The yen depreciated 0.2 percent to 98.33 per dollar as of 8:55 a.m. London time, having slid 1.5 percent in the prior three sessions. It fell as low as 98.55, the weakest since Oct. 1. Japan’s currency dropped 0.4 percent to 133.30 per euro, poised for a 0.9 percent weekly decline. The greenback fell 0.3 percent to $1.3558 per euro.
The MSCI Asia Pacific Index of shares climbed 1.3 percent. Japan’s markets will be closed on Oct. 14 for a holiday.
Obama and House Republican leaders met for 90 minutes at the White House yesterday after House Speaker John Boehner of Ohio said he would offer a measure to postpone a potential U.S. default to Nov. 22 from Oct. 17.
The president didn’t accept or reject Republicans’ plan for a short-term increase in the debt limit. The two sides planned further talks among their staff members last night to address the president’s insistence that Republicans agree to fund the government before starting broader fiscal talks.
The dollar has climbed 0.4 percent this week, according to Bloomberg Correlation Weighted Indexes that track the currencies of 10 developed nations. The Australian currency rose 0.8 percent, while the euro strengthened 0.4 percent and the yen weakened 0.6 percent.
Dollar gains may stall before a report today predicted to show confidence among U.S. consumers declined to the lowest level since January this month. The Thomson Reuters/University of Michigan preliminary index of sentiment decreased to 75.6 this month from 77.5 in September, according to the median estimate in a Bloomberg News survey.
A report on U.S. retail sales scheduled to be released today is among those that have been delayed by the partial U.S. government closure that began Oct. 1 after Republicans insisted on changes to a 2010 health-care law.
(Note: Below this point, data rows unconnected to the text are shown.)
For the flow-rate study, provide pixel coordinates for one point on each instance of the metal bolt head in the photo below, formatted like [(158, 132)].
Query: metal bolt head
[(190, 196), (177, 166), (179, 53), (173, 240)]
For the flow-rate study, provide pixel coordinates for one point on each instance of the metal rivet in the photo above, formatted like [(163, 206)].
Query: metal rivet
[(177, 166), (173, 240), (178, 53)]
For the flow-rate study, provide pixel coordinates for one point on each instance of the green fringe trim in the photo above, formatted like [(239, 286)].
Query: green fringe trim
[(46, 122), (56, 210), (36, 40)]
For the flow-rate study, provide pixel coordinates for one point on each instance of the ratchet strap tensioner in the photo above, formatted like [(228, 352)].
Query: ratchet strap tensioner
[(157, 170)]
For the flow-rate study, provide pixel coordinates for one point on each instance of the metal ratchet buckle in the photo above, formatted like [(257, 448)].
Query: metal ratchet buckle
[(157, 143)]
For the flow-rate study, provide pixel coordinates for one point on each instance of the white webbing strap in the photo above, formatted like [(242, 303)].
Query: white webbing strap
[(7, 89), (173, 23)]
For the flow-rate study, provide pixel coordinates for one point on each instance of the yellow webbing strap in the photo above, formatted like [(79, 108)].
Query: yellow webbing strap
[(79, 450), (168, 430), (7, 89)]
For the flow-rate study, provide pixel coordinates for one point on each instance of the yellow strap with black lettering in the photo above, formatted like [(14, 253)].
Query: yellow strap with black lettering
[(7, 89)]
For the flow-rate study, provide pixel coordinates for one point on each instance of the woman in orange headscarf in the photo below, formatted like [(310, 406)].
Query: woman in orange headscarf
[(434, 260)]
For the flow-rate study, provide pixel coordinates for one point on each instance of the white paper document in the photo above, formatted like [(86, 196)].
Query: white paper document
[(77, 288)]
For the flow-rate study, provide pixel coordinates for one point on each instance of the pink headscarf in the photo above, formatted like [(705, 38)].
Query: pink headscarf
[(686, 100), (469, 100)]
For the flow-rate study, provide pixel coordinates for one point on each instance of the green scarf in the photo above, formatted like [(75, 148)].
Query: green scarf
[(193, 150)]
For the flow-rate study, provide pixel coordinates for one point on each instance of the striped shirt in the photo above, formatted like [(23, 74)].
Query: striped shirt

A shutdown lasting through the end of the week could cost the economy 0.2 percentage point in growth, according to the median estimate in a Bloomberg survey of economists. The damage escalates to a 0.5-point loss if the shutdown carries through Oct. 25. The closure has also pushed out expectations for when Federal Reserve will start to taper monetary stimulus.
Goldman Sachs Group Inc. raised its forecast for the yen versus the dollar saying momentum behind Prime Minister Shinzo Abe’s reforms has slowed and expectations of further easing by the Bank of Japan haven’t been realized.
The yen will trade at 98 per dollar over three months, the bank said, from an earlier projection for it to fall to 105, according to a note to clients dated Oct. 10. Japan’s currency will trade at 103 over six months and 107 over a year, compared with previous forecasts of 105 and 110 respectively, it said.
“We expect additional monetary policy easing and some further structural reforms around the beginning of the next fiscal year,” analysts led by London-based chief currency strategist Thomas Stolper wrote. “This suggests that dollar-yen could start to drift higher in the first quarter next year. This would also correspond to the expected start of Fed tapering.”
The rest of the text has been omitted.